Seminar with prominent guests
Jens Ove Frederiksen visited the village during a seminar which was organised as part of the good collaboration between Grundfos and Christian Care, which looks after the sick and orphaned children. The seminar also involved Michael Stenberg from the Danish Embassy in Thailand’s capital Bangkok, which covers Cambodia via a representation in Phnom Penh.

The seminar programme was rather unusual. The destination of a sightseeing trip for the participants with a whole day to spare was not a tourist location, but the village, where the visitors were eagerly awaited. Despite their poverty, the villagers treated their visitors to fresh fruit and water, and the children had practised a couple of local Cambodian children’s songs as part of the entertainment.

In addition to Ambassador Michael Stenberg, the prominent guests at the seminar included Cambodia’s Deputy Prime Minister and Minister for Rural Development Lu Lei Streng as well as guest speakers from the Cambodian Ministry for Energy and the UN Development Programme UNDP.

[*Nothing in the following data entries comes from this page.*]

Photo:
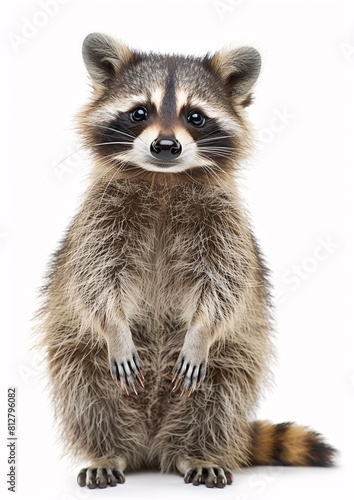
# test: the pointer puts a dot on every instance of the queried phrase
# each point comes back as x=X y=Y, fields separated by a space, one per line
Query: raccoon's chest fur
x=163 y=247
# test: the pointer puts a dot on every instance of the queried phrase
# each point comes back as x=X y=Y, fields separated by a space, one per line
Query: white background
x=295 y=188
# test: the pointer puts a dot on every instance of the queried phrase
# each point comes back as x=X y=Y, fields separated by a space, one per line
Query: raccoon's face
x=167 y=113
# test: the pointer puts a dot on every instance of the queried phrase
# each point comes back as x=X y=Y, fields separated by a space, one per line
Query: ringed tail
x=289 y=444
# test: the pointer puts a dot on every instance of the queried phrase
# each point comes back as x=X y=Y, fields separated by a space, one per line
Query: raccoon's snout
x=166 y=148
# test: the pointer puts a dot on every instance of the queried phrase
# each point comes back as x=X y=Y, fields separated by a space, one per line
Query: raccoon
x=156 y=318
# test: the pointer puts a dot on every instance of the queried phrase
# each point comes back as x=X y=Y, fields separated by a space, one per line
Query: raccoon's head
x=165 y=113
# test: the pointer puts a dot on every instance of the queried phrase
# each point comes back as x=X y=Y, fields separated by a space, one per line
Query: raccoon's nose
x=166 y=148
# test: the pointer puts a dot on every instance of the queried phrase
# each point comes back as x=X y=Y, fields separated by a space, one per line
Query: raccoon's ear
x=239 y=69
x=104 y=57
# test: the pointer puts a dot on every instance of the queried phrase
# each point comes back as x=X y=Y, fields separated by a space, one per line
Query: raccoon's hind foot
x=212 y=477
x=100 y=477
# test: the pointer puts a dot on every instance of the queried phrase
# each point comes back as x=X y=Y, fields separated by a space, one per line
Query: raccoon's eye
x=139 y=114
x=195 y=118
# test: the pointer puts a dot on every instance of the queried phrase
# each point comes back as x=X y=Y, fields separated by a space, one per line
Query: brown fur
x=162 y=262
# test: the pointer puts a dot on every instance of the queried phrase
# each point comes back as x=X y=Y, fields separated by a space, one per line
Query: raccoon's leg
x=100 y=425
x=190 y=369
x=125 y=364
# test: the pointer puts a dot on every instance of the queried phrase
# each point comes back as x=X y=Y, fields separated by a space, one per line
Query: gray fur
x=157 y=273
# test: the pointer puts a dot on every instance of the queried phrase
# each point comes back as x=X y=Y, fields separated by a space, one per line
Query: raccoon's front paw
x=212 y=477
x=126 y=371
x=100 y=477
x=189 y=372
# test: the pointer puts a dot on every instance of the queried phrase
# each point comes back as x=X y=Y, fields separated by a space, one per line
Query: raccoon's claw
x=188 y=376
x=100 y=477
x=212 y=477
x=126 y=373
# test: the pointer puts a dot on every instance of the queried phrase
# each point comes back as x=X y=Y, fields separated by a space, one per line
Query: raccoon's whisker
x=131 y=136
x=66 y=157
x=113 y=142
x=210 y=139
x=223 y=154
x=118 y=131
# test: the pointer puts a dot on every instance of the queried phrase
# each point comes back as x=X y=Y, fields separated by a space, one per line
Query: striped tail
x=289 y=444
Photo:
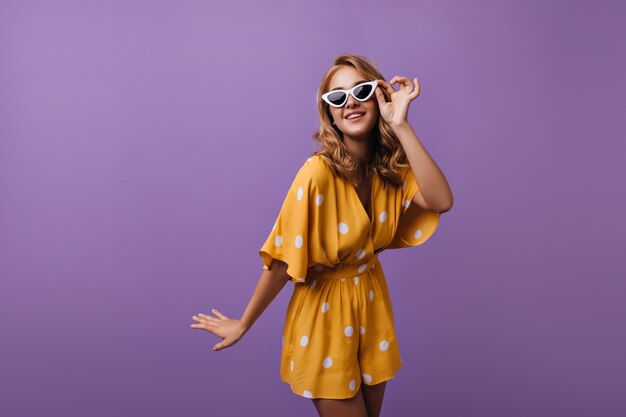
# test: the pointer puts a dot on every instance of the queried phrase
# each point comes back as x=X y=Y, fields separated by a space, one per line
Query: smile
x=355 y=116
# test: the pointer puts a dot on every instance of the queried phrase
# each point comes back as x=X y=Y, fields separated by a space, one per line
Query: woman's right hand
x=228 y=329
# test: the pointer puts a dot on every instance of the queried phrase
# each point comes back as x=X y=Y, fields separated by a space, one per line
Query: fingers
x=223 y=344
x=416 y=91
x=218 y=314
x=384 y=84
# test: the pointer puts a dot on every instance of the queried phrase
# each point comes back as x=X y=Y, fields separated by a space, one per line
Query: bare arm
x=270 y=283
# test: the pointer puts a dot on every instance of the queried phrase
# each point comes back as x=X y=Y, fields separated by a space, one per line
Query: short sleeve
x=296 y=236
x=416 y=225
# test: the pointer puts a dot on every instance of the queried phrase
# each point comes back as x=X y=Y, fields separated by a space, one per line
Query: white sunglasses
x=363 y=91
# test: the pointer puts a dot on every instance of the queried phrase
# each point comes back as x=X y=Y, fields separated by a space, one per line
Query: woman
x=349 y=201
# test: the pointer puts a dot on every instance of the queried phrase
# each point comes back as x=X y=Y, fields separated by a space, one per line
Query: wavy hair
x=387 y=157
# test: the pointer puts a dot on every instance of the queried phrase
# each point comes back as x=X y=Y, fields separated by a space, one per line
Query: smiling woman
x=348 y=202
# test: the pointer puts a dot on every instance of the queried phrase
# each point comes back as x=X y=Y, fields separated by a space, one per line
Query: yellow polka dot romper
x=339 y=326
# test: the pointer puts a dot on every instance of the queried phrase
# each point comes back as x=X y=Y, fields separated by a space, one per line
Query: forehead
x=345 y=77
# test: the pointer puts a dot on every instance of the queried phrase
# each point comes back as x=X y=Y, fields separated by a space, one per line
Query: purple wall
x=146 y=148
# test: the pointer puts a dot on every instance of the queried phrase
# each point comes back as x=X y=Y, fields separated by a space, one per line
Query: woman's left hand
x=395 y=111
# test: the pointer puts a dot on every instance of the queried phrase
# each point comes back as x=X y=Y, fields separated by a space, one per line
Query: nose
x=352 y=102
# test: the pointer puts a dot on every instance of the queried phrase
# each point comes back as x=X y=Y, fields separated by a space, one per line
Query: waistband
x=343 y=270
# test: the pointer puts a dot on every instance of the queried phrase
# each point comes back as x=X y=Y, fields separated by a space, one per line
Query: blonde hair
x=387 y=157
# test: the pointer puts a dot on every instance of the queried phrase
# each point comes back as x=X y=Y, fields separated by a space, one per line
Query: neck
x=361 y=147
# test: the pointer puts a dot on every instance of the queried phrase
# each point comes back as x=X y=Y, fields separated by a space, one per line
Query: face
x=360 y=127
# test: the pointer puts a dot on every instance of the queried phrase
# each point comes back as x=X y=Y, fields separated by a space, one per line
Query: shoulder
x=316 y=171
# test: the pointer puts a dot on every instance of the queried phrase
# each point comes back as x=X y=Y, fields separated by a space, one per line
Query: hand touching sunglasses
x=361 y=92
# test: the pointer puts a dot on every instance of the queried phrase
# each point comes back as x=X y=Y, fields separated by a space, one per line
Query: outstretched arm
x=270 y=283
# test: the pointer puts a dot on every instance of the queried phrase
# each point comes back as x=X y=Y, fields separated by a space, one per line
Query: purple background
x=146 y=148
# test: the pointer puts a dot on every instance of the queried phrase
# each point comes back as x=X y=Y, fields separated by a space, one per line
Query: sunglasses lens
x=337 y=98
x=363 y=91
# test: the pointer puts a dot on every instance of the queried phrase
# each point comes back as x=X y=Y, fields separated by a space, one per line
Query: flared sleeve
x=295 y=237
x=416 y=225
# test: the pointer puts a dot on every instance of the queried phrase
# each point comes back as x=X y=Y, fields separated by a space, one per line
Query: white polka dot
x=328 y=362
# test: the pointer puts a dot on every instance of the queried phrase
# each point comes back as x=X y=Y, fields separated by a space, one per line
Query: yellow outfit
x=339 y=328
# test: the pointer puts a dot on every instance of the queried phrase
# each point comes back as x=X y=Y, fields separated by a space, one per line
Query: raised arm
x=270 y=283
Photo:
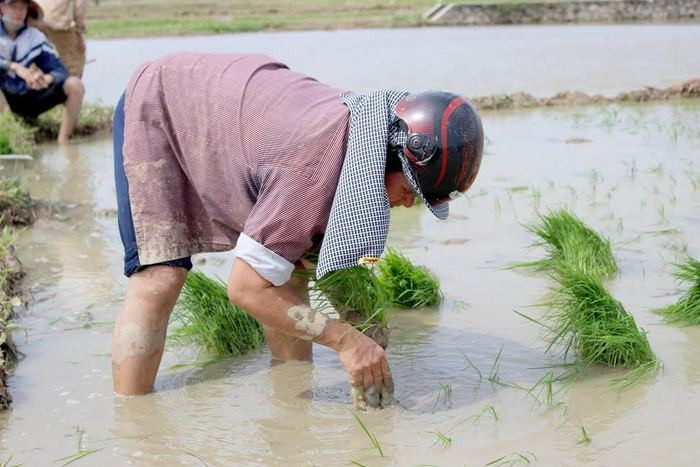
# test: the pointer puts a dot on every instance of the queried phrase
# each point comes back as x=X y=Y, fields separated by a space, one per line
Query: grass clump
x=93 y=118
x=15 y=136
x=567 y=239
x=587 y=320
x=16 y=206
x=407 y=285
x=357 y=295
x=207 y=316
x=686 y=311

Grundfos’ sales in Cambodia are led from Malaysia and Managing Director Dennis Tang and Assistant Segment Manager Peng Tuck Lee from Grundfos in Thailand attended the seminar. In addition, a representative from Grundfos’ partner company in Thailand, Solartron, had been invited to talk about sun cells and the company’s experiences in Thailand.

Jens Ove Frederiksen explains that the sales prospects for SQFlex plants are good in Cambodia, even though energy prices are low there compared to the level in wealthy countries.
“It is obvious that people are increasingly talking about alternative energy supply and energy consumption and great interest has been shown in getting information about Grundfos and the solutions we offer”, he says.